I went ahead and followed the recipe, adjusting it here and there. I had a smaller skillet (an 8 inch and the recipe called for a 10 inch) so I didn’t add quite as much butter and brown sugar. I also had more of a variety of apples than what the recipe called for. My pie was more of a mile-high pie, once it was filled. Which isn’t necessarily a bad thing. Next time I make this pie (and I will make it again) I’ll adjust the amount of sugar so that it’s not so sweet and I think I’ll skip the brown sugar and butter in the bottom of the skillet. As a matter of fact it might be good to melt the brown sugar and butter (like a caramel) then add the apples, toss that together with some cinnamon and then add that to the pie crust in the skillet, topping it with the other crust. But that’s for next time. Here is the recipe that I made from the September 2011 issue of Southern Living Magazine.
The Pie
Makes 8 to 10 servings
Hands on Time: 20 minutes
Total Time: 1 hour, 50 minutes
2 lbs. Granny Smith apples
2 lbs Braeburn apples
1 tsp. ground cinnamon
¾ cup granulated sugar
½ cup butter
1 cup firmly packed brown sugar
1 (14.1 ounce) package refrigerator piecrusts
1 egg white
2 T granulated sugar
Butter-pecan ice cream
1. Preheat oven to 350 degrees.

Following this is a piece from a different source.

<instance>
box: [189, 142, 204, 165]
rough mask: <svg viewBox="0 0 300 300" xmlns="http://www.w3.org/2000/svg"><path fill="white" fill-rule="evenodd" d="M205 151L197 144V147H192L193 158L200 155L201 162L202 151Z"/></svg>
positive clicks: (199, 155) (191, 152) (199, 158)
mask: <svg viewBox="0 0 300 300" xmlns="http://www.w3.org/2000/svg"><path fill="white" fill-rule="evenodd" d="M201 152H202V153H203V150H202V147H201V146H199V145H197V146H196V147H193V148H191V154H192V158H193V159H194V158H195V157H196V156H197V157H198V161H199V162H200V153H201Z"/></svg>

Peel apples and cut into ½ inch thick wedges. Toss apples with cinnamon and ¾ cup granulated sugar.
2. Melt butter in a 10 inch cast iron skillet over medium heat; add brown sugar and cook, stirring constantly, 1 to 2 minutes or until sugar is dissolved.
Remove from heat and place 1 piecrust in skillet over brown sugar mixture. Spoon apple mixture over piecrust and top with remaining piecrust.
Whisk egg white until foamy. Brush top of piecrust with egg white; sprinkle with 2 tablespoons granulated sugar. Cut 4 or 5 slits in the top for the steam to escape.
3. Bake for 1 hour to 1 hour and 10 minutes or until golden brown and bubbly, shielding with aluminum foil during the last 10 minutes to prevent excess browning, if necessary. Cool on a wire rack 30 minutes before serving. Serve with butter-pecan ice cream.
Baking a pie in a cast iron skillet is a clever idea and one that I’ll try again. So give it a try and tweak it to your liking. You might just come up with a new creation. Isn’t that what cooking and baking are all about? Creation!